Da capo, nach 35 Jahren: unterwegs nach al-Qubeibe. Schon einmal, 1984, mit 22, bin ich am Ostermontag von Jerusalem nach Emmaus gewandert. In diesem Jahr wieder, problemlos zwar, sicherheitshalber aber mit Pampers, obwohl die letzte Operation ein Jahr zurückliegt. Aber kleinere Handicaps begleiten seither meinen Alltag.
Und den muss man mitnehmen auf den Weg, über Stock und Stein, ausgetrocknete Flussbette, durch Olivenhaine – beim Start am Jaffa-Tor noch im Regen. Zurückschauen auf die vergangenen Tage und die Liturgien: in Gethsemane, bei den Benediktinern der Dormitio und in der Grabeskirche. Und vorausblicken auf die verbleibenden sechs Wochen im Heiligen Land.
Mehrere Orte im Westjordanland reklamieren für sich, das biblische Emmaus zu sein. Auf den Weg kommt es an. Nicht auf historische, archäologische oder andere Subtilitäten.

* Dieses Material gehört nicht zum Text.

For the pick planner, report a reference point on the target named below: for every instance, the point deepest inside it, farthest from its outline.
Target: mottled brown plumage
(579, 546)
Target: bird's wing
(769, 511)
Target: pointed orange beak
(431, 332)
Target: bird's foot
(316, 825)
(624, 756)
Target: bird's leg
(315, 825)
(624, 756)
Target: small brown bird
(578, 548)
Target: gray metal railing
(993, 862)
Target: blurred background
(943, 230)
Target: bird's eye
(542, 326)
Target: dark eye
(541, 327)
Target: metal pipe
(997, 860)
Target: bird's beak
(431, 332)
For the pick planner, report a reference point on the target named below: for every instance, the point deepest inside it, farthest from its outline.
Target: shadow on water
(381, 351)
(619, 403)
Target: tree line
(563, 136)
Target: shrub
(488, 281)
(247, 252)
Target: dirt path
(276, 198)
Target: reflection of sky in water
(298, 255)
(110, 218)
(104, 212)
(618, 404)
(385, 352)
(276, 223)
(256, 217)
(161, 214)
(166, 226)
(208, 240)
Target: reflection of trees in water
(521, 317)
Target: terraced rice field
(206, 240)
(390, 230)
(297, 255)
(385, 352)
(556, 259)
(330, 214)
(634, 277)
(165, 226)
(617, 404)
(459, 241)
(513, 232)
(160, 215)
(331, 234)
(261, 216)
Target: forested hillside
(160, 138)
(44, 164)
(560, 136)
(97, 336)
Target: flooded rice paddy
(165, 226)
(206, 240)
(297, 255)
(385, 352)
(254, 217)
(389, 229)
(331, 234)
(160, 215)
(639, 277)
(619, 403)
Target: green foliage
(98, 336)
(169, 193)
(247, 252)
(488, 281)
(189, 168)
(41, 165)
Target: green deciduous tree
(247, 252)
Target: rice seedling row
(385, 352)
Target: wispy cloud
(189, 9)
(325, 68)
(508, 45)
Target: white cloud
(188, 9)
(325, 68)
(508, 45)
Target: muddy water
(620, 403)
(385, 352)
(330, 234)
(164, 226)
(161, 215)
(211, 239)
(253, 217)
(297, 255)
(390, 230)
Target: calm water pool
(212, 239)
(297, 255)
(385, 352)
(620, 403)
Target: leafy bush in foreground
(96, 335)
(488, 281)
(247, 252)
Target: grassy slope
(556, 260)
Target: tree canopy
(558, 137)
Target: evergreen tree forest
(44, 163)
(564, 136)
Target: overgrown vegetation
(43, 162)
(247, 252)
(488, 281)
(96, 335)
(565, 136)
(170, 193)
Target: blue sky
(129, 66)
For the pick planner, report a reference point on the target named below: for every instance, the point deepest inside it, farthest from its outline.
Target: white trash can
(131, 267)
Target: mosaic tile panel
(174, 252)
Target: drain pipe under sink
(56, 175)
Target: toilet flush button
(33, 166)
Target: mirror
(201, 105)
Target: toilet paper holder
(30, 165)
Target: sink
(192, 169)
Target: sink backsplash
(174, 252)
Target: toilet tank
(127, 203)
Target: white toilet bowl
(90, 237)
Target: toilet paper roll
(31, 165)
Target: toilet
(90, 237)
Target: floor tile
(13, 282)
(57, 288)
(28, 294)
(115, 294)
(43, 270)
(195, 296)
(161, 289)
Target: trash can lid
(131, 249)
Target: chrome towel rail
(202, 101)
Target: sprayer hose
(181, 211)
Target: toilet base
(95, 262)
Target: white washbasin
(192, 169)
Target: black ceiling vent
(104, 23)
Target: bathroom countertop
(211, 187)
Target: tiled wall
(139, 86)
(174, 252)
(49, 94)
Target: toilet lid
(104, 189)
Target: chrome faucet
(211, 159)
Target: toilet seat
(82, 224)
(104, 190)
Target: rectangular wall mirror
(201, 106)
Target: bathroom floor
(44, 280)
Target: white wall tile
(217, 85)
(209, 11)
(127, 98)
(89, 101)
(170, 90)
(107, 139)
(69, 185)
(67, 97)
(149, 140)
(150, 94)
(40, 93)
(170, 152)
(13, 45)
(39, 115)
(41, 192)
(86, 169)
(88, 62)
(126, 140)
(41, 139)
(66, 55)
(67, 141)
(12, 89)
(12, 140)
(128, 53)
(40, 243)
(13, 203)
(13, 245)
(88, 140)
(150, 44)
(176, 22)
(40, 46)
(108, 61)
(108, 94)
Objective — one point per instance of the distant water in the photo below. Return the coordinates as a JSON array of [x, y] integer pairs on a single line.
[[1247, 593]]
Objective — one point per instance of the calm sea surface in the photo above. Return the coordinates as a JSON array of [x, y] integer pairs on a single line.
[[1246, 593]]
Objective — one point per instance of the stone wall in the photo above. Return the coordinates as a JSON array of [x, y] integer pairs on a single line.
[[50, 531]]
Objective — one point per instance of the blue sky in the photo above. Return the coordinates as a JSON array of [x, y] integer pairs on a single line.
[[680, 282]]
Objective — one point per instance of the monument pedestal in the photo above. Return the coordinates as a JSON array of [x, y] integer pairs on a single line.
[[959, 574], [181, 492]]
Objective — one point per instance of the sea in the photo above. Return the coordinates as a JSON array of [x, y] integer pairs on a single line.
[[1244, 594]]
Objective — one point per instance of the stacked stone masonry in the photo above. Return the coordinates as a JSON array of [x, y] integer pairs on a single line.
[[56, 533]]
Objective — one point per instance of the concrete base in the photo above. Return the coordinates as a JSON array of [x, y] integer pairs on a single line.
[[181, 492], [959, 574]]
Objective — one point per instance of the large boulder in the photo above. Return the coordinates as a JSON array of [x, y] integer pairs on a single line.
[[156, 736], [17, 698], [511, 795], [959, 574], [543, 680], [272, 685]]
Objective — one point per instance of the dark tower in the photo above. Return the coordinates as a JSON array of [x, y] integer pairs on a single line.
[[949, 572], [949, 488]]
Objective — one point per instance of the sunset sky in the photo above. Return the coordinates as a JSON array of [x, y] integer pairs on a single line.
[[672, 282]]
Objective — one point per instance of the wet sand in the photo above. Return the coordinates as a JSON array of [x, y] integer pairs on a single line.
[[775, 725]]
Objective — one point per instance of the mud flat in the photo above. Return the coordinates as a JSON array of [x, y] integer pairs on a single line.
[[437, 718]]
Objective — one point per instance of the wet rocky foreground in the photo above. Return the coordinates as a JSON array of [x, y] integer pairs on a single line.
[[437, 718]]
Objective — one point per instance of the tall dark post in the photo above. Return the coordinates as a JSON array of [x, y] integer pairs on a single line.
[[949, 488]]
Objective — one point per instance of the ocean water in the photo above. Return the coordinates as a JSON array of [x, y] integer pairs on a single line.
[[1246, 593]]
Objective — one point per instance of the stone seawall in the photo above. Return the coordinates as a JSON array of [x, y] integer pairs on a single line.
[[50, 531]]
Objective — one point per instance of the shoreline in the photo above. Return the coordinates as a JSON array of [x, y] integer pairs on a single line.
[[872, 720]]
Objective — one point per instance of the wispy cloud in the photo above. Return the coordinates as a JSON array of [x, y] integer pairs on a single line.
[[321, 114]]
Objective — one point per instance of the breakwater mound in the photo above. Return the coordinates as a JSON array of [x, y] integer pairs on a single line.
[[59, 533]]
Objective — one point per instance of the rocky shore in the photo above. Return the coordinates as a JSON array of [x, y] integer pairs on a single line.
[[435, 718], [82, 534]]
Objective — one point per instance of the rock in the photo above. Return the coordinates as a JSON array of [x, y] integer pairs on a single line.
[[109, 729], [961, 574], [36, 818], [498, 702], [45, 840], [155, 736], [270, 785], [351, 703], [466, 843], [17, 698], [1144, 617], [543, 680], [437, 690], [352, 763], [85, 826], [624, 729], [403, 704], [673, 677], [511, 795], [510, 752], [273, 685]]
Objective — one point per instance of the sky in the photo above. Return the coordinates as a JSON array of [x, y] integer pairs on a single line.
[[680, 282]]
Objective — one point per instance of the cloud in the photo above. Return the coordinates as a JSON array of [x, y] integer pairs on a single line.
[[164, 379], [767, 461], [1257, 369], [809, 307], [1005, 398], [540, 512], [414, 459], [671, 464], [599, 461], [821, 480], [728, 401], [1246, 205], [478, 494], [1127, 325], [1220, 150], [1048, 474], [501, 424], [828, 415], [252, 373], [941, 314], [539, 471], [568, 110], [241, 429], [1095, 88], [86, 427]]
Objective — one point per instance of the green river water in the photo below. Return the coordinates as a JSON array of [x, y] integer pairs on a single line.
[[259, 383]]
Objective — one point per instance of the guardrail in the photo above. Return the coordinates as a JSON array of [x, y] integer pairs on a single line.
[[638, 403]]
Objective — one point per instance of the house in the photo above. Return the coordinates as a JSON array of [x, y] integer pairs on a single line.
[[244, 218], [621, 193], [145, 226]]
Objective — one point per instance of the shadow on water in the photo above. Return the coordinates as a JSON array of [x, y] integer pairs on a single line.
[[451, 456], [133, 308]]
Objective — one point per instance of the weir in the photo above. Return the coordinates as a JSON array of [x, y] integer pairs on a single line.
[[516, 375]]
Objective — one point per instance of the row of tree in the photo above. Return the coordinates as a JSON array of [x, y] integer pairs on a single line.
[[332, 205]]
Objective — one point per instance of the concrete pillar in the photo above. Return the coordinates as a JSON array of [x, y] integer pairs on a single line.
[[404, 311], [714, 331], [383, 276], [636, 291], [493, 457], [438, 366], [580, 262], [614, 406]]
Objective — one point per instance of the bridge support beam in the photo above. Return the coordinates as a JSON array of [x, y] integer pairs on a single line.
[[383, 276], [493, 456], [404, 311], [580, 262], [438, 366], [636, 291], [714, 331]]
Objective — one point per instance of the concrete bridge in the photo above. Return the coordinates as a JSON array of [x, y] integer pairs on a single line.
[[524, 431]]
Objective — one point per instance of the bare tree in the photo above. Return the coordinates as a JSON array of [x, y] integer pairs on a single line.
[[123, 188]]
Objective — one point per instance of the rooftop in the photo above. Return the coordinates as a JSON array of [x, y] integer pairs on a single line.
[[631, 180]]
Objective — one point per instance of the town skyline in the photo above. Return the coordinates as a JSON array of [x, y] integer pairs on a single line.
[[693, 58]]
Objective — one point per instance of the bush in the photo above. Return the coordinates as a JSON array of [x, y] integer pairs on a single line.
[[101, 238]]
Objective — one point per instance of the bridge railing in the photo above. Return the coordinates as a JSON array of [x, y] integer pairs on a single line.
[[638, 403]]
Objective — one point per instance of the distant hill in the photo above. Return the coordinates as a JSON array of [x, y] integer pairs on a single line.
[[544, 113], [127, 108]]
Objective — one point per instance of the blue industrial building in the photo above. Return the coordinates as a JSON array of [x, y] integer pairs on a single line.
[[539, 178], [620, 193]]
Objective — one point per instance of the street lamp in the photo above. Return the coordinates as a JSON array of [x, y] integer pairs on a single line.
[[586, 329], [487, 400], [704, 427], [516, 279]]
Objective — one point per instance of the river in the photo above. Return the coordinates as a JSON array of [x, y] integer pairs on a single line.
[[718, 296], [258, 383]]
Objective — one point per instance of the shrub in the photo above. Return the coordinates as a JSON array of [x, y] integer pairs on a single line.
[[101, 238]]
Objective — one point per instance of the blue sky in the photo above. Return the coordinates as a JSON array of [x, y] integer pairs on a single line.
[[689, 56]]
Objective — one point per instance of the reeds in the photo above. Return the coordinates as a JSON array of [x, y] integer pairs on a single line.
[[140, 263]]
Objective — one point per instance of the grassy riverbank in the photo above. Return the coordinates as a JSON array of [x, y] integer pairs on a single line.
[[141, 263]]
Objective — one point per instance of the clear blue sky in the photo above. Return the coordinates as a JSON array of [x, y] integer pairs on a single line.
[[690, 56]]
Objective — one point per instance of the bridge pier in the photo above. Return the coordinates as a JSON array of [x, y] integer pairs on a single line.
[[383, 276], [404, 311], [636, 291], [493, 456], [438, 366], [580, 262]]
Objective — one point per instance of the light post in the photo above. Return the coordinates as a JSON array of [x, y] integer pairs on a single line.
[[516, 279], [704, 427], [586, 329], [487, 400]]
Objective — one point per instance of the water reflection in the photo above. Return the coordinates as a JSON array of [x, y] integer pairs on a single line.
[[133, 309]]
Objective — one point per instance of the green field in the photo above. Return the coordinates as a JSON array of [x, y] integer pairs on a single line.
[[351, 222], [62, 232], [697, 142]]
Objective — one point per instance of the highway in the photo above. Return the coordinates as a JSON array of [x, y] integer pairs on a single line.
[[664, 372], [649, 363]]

Darauf, dass einem die Augen aufgehen – beim Erzählen und Erinnern. »Osteraugen« braucht es. Nicht nur in den nächsten fünf Wochen. Osteraugen: Das macht christliche Existenz aus. Anders, vielleicht tiefer sehen und wahrnehmen, leben und lieben.
Jerusalem im Rücken, Ramallah in Sichtweite und am Horizont die Wolkenkratzer von Tel Aviv … Wieder und wieder drängt sich das Wort Parallelwelten auf. Checkpoints, Mauern, Stacheldraht: Sie markieren die knallharte politische Realität. Kindergesichter da wie dort – welche Zukunft haben sie, auf der einen wie auf der anderen Seite der Grenze?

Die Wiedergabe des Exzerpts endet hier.